I think on top of that you can posit a 4D or 4-dimensional truth, where the human person or I is fully integrated and the subject-object distinction is reunited as in the case of the 1D instinct perception, where the person no longer looks at the world as something happening outside of themselves but sees their own "interior" processes and the world's exterior "processes" as constituting one and the same process. The problem of alienation, which began with the passage from instinct to intellection, is here overcome.

You can describe these as 4 hunan thought domains — animal, scientist, poet, prophet.

Inquisitor Benedictus said...

By the way, if the first three thought processes were called instinct, intellection, and intuition, I would call the fourth 'faith'.

Ilo said...

What seems most weird to me in the Trads is that they seem to believe that, despite all the obvious spiritual corruption of their chosen institution, you need permission from said institution to be a committed Christian.

Bruce Charlton said...

@IB - Ok, if it works for you; but I find your explanation much harder to understand than what it purports to explain - because so abstract an analogy.

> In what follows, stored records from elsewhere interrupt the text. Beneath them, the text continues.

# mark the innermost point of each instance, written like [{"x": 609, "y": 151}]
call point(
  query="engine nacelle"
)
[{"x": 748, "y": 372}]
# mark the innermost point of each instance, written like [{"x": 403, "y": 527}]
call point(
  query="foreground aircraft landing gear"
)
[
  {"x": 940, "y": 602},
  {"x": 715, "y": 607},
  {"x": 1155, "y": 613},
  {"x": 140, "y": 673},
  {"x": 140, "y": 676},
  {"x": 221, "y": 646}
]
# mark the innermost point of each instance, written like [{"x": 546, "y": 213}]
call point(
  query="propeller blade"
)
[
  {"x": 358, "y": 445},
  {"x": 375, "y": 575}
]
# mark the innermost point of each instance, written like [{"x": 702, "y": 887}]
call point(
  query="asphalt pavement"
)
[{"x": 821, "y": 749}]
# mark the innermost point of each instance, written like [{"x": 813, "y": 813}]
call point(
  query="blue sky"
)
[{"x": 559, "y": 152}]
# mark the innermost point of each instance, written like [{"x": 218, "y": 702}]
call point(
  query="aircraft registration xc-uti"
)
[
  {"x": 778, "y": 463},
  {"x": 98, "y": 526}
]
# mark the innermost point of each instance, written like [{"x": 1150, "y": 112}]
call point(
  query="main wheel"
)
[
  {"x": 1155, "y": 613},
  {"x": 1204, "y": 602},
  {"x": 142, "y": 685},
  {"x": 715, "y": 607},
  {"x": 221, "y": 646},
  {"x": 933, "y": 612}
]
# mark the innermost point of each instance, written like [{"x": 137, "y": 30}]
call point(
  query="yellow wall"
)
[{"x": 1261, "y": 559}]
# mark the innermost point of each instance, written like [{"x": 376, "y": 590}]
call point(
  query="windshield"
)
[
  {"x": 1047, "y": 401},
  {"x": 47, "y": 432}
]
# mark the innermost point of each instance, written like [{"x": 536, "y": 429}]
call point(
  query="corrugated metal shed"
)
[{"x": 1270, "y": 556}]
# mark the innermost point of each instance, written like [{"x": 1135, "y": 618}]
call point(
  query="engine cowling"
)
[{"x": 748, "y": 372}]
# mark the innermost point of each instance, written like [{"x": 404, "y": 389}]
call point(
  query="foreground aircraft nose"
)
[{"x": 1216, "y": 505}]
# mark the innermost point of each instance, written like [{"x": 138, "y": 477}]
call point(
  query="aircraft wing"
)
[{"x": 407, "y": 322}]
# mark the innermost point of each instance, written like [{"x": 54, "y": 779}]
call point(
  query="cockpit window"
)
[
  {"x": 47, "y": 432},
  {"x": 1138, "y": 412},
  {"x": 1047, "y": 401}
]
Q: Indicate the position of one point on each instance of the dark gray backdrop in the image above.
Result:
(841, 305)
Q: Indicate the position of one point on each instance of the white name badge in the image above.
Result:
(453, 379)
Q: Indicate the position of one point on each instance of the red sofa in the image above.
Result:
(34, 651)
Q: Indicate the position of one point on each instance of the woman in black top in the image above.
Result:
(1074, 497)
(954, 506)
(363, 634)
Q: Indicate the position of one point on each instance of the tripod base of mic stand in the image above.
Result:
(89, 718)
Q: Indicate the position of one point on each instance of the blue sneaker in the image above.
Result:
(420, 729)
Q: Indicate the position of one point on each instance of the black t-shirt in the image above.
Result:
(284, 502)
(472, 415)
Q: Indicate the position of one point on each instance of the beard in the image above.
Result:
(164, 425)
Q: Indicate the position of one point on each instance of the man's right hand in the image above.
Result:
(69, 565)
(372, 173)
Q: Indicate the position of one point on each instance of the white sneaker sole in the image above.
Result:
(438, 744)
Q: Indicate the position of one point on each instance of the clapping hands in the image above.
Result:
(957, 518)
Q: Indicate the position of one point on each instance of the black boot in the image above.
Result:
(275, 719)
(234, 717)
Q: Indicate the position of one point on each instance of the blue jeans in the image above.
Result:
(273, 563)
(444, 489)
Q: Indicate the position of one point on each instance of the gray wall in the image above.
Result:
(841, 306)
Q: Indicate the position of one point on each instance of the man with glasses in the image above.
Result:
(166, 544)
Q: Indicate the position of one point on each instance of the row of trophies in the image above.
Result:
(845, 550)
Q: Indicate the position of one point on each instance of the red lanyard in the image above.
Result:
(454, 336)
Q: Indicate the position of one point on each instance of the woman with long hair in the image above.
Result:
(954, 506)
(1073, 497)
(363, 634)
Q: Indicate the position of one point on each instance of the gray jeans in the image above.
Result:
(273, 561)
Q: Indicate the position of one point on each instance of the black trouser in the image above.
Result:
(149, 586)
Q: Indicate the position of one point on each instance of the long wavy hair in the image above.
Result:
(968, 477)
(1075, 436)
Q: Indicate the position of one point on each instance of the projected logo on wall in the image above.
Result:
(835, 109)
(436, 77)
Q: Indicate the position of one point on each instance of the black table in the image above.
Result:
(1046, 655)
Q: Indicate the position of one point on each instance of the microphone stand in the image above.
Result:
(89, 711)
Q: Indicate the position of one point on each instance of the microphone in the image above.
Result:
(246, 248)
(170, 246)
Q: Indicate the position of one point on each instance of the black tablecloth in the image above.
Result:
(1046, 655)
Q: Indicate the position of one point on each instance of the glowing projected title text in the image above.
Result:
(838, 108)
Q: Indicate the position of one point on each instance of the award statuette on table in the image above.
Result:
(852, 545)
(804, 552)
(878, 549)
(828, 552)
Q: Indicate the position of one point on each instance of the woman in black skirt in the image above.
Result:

One has first to understand the abstract analogical model, then translate the model back into reality.

@llo - I agree 100%!

I would have thought that this stark incoherence just needed pointing-out to be acknowledged - but seemingly not.

T said...

I'm interested in the true romanticism of the 1700s. I wonder if you could give me a tip on where to look first in reading about it as it was described at the time and about its usurpation.

Bruce Charlton said...

@T - I don't think you can get all that from a single source. And understanding (in this era) is meant to be an active process of individual discovery. Romanticism comes of age, by Owen Barfield, may be a decent start?

T said...

Understood. Thank you very much for your response and the suggestion. Always a fascinating blog. God bless you.